TVRINews – Nagoya
Di balik kilau medali Pesta Olahraga Asia (Asian Games) Aichi-Nagoya 2026, tersimpan sebuah narasi mendalam tentang persatuan, ketangguhan, dan perjalanan panjang para atlet. Mengusung konsep utama yang terinspirasi dari slogan resmi ajang tersebut, "Imagine One Asia," desain medali ini merefleksikan bagaimana umat manusia yang dahulu satu kini berkembang menjadi ragam budaya, namun dipersatukan kembali melalui semangat olahraga.
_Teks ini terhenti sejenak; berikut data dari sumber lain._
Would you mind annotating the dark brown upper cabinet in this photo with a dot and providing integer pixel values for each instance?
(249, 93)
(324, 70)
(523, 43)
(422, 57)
Daisuke Shiba, desainer dan direktur kreatif di balik karya ini, menjelaskan bahwa proses kreatif penciptaan medali tersebut melalui tahapan yang sarat makna. Kepingan-kepingan keramik sengaja dipecahkan dan diteliti berulang kali hingga memunculkan bentuk akhir yang dinilai paling selaras secara estetika.

(Daisuke Shiba, desainer dan direktur kreatif Pencipta Medali Asian Games 2026. [Foto: aichi-nagoya2026])
"Para atlet telah melalui rintangan dan tantangan tak terhitung jumlahnya dalam perjalanan mereka menuju momen ini. Pecahan dari upaya-upaya tersebut bersatu membentuk satu kristalisasi pencapaian, yakni medali itu sendiri," ujar Shiba dalam keterangan resminya mengenai profil desain tersebut.
Kompetisi perancangan medali ini sendiri terbuka bagi mahasiswa desain maupun para profesional di bidangnya, sebelum akhirnya karya Shiba terpilih melalui penilaian ketat oleh komite seleksi.
Selain nilai filosofisnya, medali ini juga membawa misi keberlanjutan global. Melalui Proyek Medali Daur Ulang Aichi-Nagoya 2026 yang mendukung Tujuan Pembangunan Berkelanjutan (SDGs) serta ekonomi sirkular, sebagian logam yang digunakan dalam pembuatan medali diperoleh dari daur ulang perangkat elektronik kecil. Perangkat tersebut merupakan hasil sumbangan dari berbagai kota madya yang berpartisipasi.

(Medali dibuat dari daur ulang perangkat elektronik kecil. [Foto:aichi-nagoya2026])
Kesan mendalam turut dihadirkan pada bagian pita medali. Pita tersebut menampilkan siluet bunga kakitsubata (iris Jepang) yang dipadukan dengan lengkungan dinamis terinspirasi dari bentuk daunnya. Elemen ini merepresentasikan kekuatan anggun para atlet sekaligus upaya mengenalkan kebudayaan lokal Aichi kepada dunia internasional.
Sementara itu, tempat penyimpanan medali dirancang khusus menggunakan kayu cemara Jepang (hinoki) asal Aichi. Desain oktagon yang diterapkan pada kotak tersebut merujuk pada karakter huruf Kanji Jepang yang melambangkan angka delapan simbol historis keluarga penguasa Owari Tokugawa sekaligus lambang Kota Nagoya. Bentuk yang melebar ke luar ini merepresentasikan ekspansi dari masa kini menuju masa depan yang berkelanjutan.
Pemilihan material kayu hinoki juga sekaligus menjadi bentuk penghormatan terhadap tradisi upacara minum teh di Prefektur Aichi, di mana benda-benda berharga secara tradisional disimpan di dalam kotak kayu khusus. Melalui rancangan ini, para peraih medali tidak hanya membawa pulang penghargaan olahraga, tetapi juga warisan budaya yang sarat makna sejarah.